Jewish Chaplaincy Program Offers Support to Unaffiliated Jews

What is a chaplain exactly? One usually thinks of someone roaming the halls of a hospital or prison wearing a clerical collar. But what about if you’re Jewish and want a chaplain that serves you? What about the Jews who are hospital patients or prison inmates or merely isolated and looking for a Jewish connection?

Enter the Jewish Chaplaincy Program serving Jews in the Twin Cities area. Jewish Family Service of St. Paul (JFS) introduced this program in June 2015 at its annual meeting. Rabbi Lynn Liberman is the program’s first community chaplain. Raised in Knoxville, Tennessee, Liberman received her bachelor’s degree at the University of Wisconsin, Madison, and her master’s degree and rabbinical ordination from the Jewish Theological Seminary of America. She completed a clinical pastoral education residency at Abbott Northwestern hospital, and has served as volunteer police chaplain for more than 16 years.

Rabbi Lynn Liberman

Rabbi Lynn Liberman

The Jewish Chaplaincy Program is already serving more than 20 clients from a range of backgrounds. Some are in hospice care, others have recently re-entered the community after serving time in prison. Several clients who are benefiting from this service are new to the area and don’t have a connection to a local rabbi or the organized Jewish community. What they all have in common is a desire to make a connection.

In her position as community chaplain, Rabbi Liberman offers spiritual support to unaffiliated Jews as they encounter life’s challenges. “I meet people where they are, both spiritually and literally,” Liberman says. “I visit with people in their homes, in hospitals and in all kinds of living situations, including prisons. I also work with people by phone and email.”

The Minnesota Rabbinical Association began discussing the need for a community chaplain about 15 years ago, recognizing that though many Jews do affiliate with a synagogue, they periodically still require spiritual support. However, due to a lack of funding, the concept did not move forward. A request from JFS to the Jewish Federation of Greater St. Paul to increase its annual allocation yielded an additional $25,000 that resulted in the creation of the Jewish Chaplaincy Program.

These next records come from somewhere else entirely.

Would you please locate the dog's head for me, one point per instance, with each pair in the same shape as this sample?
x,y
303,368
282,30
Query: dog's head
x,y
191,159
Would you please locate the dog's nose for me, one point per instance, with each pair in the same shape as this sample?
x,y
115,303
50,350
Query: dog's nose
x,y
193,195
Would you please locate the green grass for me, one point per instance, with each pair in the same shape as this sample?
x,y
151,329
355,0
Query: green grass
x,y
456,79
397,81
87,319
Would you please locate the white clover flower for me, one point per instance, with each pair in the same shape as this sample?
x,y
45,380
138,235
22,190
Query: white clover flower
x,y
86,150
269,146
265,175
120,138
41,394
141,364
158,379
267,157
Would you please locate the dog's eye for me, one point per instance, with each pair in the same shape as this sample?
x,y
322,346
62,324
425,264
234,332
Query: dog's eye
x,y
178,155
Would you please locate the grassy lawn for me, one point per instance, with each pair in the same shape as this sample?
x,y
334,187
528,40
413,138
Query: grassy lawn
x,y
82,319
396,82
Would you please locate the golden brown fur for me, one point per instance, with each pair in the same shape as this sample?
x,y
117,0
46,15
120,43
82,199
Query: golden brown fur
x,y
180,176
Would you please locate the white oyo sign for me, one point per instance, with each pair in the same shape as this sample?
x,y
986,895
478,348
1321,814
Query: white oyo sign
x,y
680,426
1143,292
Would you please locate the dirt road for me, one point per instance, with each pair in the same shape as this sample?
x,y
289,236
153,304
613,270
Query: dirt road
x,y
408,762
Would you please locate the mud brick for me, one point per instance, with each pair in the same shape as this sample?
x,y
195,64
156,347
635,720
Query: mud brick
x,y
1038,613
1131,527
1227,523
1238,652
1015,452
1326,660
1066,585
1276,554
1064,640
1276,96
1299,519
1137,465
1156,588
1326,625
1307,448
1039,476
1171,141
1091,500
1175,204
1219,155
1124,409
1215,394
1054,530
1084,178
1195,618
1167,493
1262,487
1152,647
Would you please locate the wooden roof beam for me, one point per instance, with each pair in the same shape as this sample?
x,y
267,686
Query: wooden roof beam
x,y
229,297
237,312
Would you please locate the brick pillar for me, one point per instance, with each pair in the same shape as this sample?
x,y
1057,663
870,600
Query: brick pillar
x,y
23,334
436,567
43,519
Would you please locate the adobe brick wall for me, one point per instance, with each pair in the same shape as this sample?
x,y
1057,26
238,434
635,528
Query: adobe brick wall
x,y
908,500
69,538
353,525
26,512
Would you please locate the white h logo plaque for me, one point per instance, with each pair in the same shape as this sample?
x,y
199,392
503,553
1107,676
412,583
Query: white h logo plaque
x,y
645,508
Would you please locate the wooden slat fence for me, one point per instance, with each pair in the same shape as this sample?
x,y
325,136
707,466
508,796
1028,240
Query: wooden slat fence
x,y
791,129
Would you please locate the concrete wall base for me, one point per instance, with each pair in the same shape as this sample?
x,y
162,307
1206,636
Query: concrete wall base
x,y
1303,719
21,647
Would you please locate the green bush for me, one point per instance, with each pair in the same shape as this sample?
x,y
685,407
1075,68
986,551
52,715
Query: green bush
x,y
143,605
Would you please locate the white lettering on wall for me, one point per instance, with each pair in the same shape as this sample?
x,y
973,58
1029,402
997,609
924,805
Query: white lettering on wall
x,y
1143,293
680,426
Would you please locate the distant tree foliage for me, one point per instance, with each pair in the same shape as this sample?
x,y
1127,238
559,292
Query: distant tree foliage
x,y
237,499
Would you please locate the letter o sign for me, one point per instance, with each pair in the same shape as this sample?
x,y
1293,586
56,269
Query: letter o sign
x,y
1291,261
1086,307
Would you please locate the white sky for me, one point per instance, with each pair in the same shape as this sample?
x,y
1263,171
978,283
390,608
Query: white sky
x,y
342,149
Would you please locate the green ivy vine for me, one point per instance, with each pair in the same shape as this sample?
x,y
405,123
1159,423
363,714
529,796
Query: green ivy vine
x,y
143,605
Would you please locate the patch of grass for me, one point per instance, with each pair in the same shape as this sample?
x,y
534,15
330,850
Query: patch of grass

Rabbi Liberman has been working with a group of Jewish women at Shakopee’s women’s prison for several years and has been able to fold that work and additional outreach to incarcerated Jews into her community chaplaincy work. She also helps provide experiences and celebrations around various Jewish holidays to Jewish residents of non-Jewish nursing homes (Sholom has its own chaplains) and to those in need. She shared that in her chaplaincy work, she has been part of amazing moments of connection.

Examples of her work so far have included:

  • Working with members of a Jewish pregnancy loss group,
  • Supporting a widower without a Jewish support community after his wife passed
  • Talking with a woman at the beginning stages of dementia
  • Sitting with a client who had lost the ability to speak, but took strength from having another simply being present with her.

As Liberman noted in her remarks at the JFS annual meeting last June, “”Kol Yisrael Arevim Zeh B’azeh, all of Israel is responsible for each other. The Jewish Chaplaincy Program truly embodies these words and is an important addition to the local Jewish community.”